In the field of academic publishing, things often move slowly. Papers take a year or two to get to print, after rounds of editing going back and forth between reviewers and authors. Which is why I was surprised when the news that the entire editorial board behind Lingua, one of the most respected journals in linguistics, was resigning en masse spread like wildfire. And not just at some point in the near future either: they are resigning by December 2016 and will launch a new open access journal called Glossa in 2017. That’s about a month from now!

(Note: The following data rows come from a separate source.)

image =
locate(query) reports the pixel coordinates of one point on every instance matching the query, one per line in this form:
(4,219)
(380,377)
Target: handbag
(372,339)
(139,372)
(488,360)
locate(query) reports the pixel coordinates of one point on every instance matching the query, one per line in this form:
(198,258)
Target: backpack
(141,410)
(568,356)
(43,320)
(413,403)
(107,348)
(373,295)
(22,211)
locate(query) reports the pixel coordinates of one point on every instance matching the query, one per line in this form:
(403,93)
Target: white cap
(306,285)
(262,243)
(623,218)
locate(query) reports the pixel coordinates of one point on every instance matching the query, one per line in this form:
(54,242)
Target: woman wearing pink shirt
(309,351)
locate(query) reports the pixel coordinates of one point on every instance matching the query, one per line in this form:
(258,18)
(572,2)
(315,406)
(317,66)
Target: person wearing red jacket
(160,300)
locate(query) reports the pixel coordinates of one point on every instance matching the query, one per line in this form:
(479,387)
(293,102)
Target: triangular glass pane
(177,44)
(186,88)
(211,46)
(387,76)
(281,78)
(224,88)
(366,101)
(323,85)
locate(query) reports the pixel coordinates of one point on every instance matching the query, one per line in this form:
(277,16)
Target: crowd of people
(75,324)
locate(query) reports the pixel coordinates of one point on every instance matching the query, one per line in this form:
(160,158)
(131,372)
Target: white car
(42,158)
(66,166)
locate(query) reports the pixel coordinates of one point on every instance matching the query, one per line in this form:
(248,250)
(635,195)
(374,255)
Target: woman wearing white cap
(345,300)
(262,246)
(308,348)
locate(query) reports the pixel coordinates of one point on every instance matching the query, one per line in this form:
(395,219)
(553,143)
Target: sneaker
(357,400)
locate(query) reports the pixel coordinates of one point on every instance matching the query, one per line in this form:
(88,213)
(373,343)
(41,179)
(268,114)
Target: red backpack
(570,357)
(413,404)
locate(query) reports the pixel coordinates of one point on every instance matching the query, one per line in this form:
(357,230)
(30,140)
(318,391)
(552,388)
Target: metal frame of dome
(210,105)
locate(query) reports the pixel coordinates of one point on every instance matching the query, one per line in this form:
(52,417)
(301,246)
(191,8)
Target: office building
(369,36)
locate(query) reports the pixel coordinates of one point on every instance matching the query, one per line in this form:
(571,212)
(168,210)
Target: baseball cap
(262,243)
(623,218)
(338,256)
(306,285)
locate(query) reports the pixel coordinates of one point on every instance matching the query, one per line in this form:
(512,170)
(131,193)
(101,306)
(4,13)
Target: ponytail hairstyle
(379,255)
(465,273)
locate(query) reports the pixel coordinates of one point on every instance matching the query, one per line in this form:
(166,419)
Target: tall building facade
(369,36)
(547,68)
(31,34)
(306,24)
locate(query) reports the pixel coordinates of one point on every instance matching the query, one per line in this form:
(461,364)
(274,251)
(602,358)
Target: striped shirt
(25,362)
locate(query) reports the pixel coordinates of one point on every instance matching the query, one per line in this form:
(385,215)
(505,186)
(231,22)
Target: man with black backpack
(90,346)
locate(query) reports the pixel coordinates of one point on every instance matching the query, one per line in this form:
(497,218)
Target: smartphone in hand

As a linguistics undergraduate, I was, and still am inordinately proud (even though admittedly, I had as much to do with this as I have control over global affairs, which is to say, nothing). But this fight has been brewing for a while: we’ve seen the costs of journal subscriptions go up even though the paper copies that have been printed are almost untouched, and the far cheaper electronic versions are used. Hands up, how many of you would be crippled in writing essays and doing research if you didn’t have access (from your kind university library, no less, who paid lots for it) to all the papers you look for? I’ve always dreaded graduation, because that would mean my access disappears, and I know I can’t afford it otherwise on my own.
But the fact is, the revolution has begun. While there have been other journal declarations of independence, this seems to be the one of the largest. And I’m signing up to show my support for the new journal Glossa, because I believe in renegotiating the way things are done too. It doesn’t make sense at all, that while research is funded by taxpayers and then done by undergraduates, graduate students, and faculty, the privilege to read about the people who did the research and wrote about it must be repurchased by the same people who have funded it and the same people who have done it. Something doesn’t add up: it sounds like a giant scam to me (I’m not discounting the possibility that I don’t know how much it costs to run editing and publishing, but given that the editorial board works for a nominal sum, I’m suspicious).
But what can we do, as undergraduates? Much has been written about what faculty can do in support, like here and here (including a proposed name for what used to be Lingua, but will from now on be published by Elsevier: Zombie Lingua). But what about those who do not publish, and hence cannot “submit their best research to Glossa” or “boycott Zombie Lingua”? Well, hopefully you’ll be in such a position one day, but for now, I have a few suggestions:
- Sign the petition for Fair Open Access in Linguistics. Because all action begins with petitions, right?
- Talk about Glossa and the controversy behind Lingua. Get the word out! Let more people find out about the racket that is academic publishing, with its huge profit margins.
- Donate to Glossa, if they run donation drives. You can forgo that one cup of Starbucks coffee to chip a few dollars in for sure. Their papers will be the ones you start citing soon anyway, right?
- Buy Glossa swag and wear it, if they start selling them. I know it’s a lot of work to set up a journal, Professor Johan Rooryck, but please start selling nice shirts/caps/scarves with Glossa’s name on it. I promise to buy them and wear them around.
- Read Glossa. It’s free anyway, you might as well look there if you want to get something to read. It’ll be as high quality as Zombie Lingua, but better, because it’s free.
And it’s that simple. Remember, while you might not be the one writing and producing research that will appear in Glossa, there’s lots to be done at the grassroots level, for a new journal that was set up by linguists who are concerned about the future of the field. Time to take action, and join the larger part of the linguistics community of researchers, students, and people interested in language to make history and make change. Viva Glossa!